OpenAI and Google train their artificial intelligence models based on transcribed text from YouTube videos, which may infringe the copyright of the creators. . The report describes efforts by OpenAI, Google and Meta to maximize the amount of data fed into artificial intelligence, and cites many people familiar with the companies’ practices.Just a few days ago, YouTube CEO Neal Mohan said in an interview OpenAI allegedly used YouTube videos to train its new text-to-video generator Sora.
according to NowOpenAI used its Whisper speech recognition tool to transcribe more than a million hours of YouTube videos, which were then used to train GPT-4. It was previously reported that OpenAI used YouTube videos and podcasts to train the two AI systems. According to reports, OpenAI President Greg Brockman is also a member of the team. Google spokesman Matt Bryant said that according to Google’s rules, “unauthorized scraping or downloading of YouTube content” is not allowed. Nowalso said the company was not aware of any such use of OpenAI.
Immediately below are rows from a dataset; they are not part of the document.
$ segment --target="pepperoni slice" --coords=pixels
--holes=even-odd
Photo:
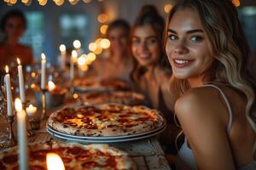
[[[2,162],[0,162],[0,169],[1,170],[5,170],[6,167],[3,165],[3,163]]]
[[[63,162],[64,163],[69,163],[69,162],[72,161],[71,158],[69,158],[69,157],[65,157],[65,156],[61,156],[61,160],[62,160],[62,162]]]
[[[15,163],[15,162],[17,162],[17,161],[18,161],[18,156],[17,155],[8,156],[5,156],[3,159],[3,162],[4,163],[8,163],[8,164]]]
[[[77,156],[75,158],[80,162],[90,162],[91,160],[90,156]]]
[[[67,153],[72,154],[72,155],[80,155],[84,150],[79,147],[73,147],[73,148],[68,148]]]
[[[97,166],[97,163],[93,161],[86,162],[82,164],[82,167],[84,168],[95,167],[96,166]]]
[[[30,170],[44,170],[44,167],[38,166],[38,165],[32,165],[29,167]]]

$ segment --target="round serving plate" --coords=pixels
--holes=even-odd
[[[158,132],[160,130],[161,130],[162,128],[166,128],[166,122],[164,122],[163,125],[153,129],[151,131],[148,132],[145,132],[145,133],[137,133],[137,134],[131,134],[131,135],[123,135],[123,136],[78,136],[78,135],[73,135],[73,134],[68,134],[66,133],[62,133],[60,131],[57,131],[54,128],[52,128],[50,126],[47,125],[47,129],[50,130],[52,133],[55,133],[55,134],[59,134],[61,136],[65,136],[67,138],[76,138],[76,139],[96,139],[96,140],[106,140],[106,139],[130,139],[130,138],[134,138],[134,137],[140,137],[140,136],[144,136],[152,133],[155,133]]]
[[[74,87],[74,90],[79,93],[87,92],[112,92],[114,91],[113,88],[104,88],[104,87]]]
[[[102,144],[102,143],[119,143],[119,142],[128,142],[128,141],[133,141],[133,140],[138,140],[138,139],[147,139],[152,136],[155,136],[160,133],[162,133],[166,129],[166,127],[163,127],[161,129],[159,129],[158,131],[149,133],[144,135],[141,136],[135,136],[135,137],[131,137],[130,138],[123,138],[123,139],[112,139],[111,137],[108,137],[108,139],[90,139],[90,137],[85,137],[84,139],[80,139],[80,138],[76,138],[76,136],[66,136],[66,135],[61,135],[60,133],[55,133],[53,132],[49,127],[46,128],[47,132],[53,135],[54,137],[56,137],[61,139],[65,139],[65,140],[70,140],[70,141],[74,141],[74,142],[79,142],[79,143],[94,143],[94,144]]]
However, the report claims that someone at Google knew about but failed to take action against OpenAI because Google was using YouTube videos to train its own artificial intelligence models. Google tells Now It only does this for videos from creators who agree to participate in the experiment. Engadget has reached out to Google and OpenAI for comment.
this Now The report also stated that Google adjusted its privacy policy in June 2022 to more broadly cover its use of public content (including Google Docs and Google Sheets) to train its AI models and products.Kobe Bryant told Now This can only be done with the permission of users who choose to use Google’s experimental features, and the company “has not begun training on other types of data based on this language change.”